Search code examples
rdataframefactorslevels

How to fix 'invalid factor level'?


I can't run a mean function. Here is my code :

I've tried the factor(data$date) function alone successfully. The shell answers that it is made up of 890 entry of 51 levels.

   data <- read.table("R/DATA.csv", sep = ";", header = TRUE, dec = ",")
   View(data)
   colnames(data)[1] <- "Date"
   eau <- data$"Tension"
   eaucalculee <- ( 0.000616 * eau - 0.1671) * 100
   data["Eau"] <- eaucalculee
     tata <- data.frame("Aucun","Augmentation","Interception")

   tata[1,1]<-mean(data$Eau[data$Date == levels(factor(data$Date))[1]& 
   data$Traitement == "Aucun"])

I would like that te first column first row of the tata dataframe to be filled with the mean but in fact I get this error message :

   In `[<-.factor`(`*tmp*`, iseq, value = 8.6692) :
   invalid factor level, NA generated 

Could you help me please ?

You may find the csv file there : https://drive.google.com/file/d/1zbA25vajouQ4MiUF72hbeV8qP9wlMqB9/view?usp=sharing

Thank you very much


Solution

  • I'm not sure the line tata <- data.frame("Aucun","Augmentation","Interception") does what you expected. If you inspect its result with View(tata) you will see a data frame with one record and 3 columns whose values are your 3 strings (converted to factors, as @s-brunel said). The column names were inferred from their values (X.Aucun., etc). I guess you rather wanted to create a data frame whose column names are the given strings.

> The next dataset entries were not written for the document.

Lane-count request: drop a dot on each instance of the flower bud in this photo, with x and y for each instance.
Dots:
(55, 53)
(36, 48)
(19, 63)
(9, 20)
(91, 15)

    Suggested code, with comments

    data <- read.table("R/DATA.csv", sep = ";", header = TRUE, dec = ",")
    
    # The following is useless since first column is already named Date
    # colnames(data)[1] <- "Date"
    
    # No need to create your intermediate variables eau and eaucalculee: you can 
    # do it directly with the data frame columns
    data$Eau <- ( 0.000616 * data$Tension - 0.1671) * 100
    
    # No need to create your tata data frame before filling its actual content, you
    # can do it directly
    tata <- data.frame(
      Aucun = mean(data$Eau[
        data$Date == levels(factor(data$Date))[1] & data$Traitement == "Aucun"
        ])
      )
    tata$Augmentation = your_formula_here
    tata$Interception = your_formula_here
    

    Note 1: The easiest way to reference a data frame column is with $ and you don't need to use any double quotes. You can also use [[ with the double quotes (equivalent), but beware of [ which will return a data frame with a single column:

    class(data$Date)
    # [1] "factor"
    class(data[["Date"]])
    # [1] "factor"
    class(data["Date"])
    # [1] "data.frame"
    class(data[ , "Date"])
    # [1] "factor"
    

    Note 2: Trying to reverse-engineer your code beyond the question you asked, maybe you want to compute the mean value of Eau for each combination of Date and Traitement. In this case, I would suggest you dplyr and tidyr from the awesome set of packages tidyverse:

    # install.packages("tidyverse") # if you don't already have it
    library(tidyverse)
    
    data <- data %>% 
      mutate(Eau = ( 0.000616 * data$Tension - 0.1671) * 100)
    
    tata_vertical <- data %>% 
      group_by(Date, Traitement) %>% 
      summarise(mean_eau = mean(eau))
    View(tata_vertical)
    
    tata <- tata_vertical %>% spread(Traitement, mean_eau)
    View(tata)
    

    A lot of documentation on https://www.tidyverse.org/learn/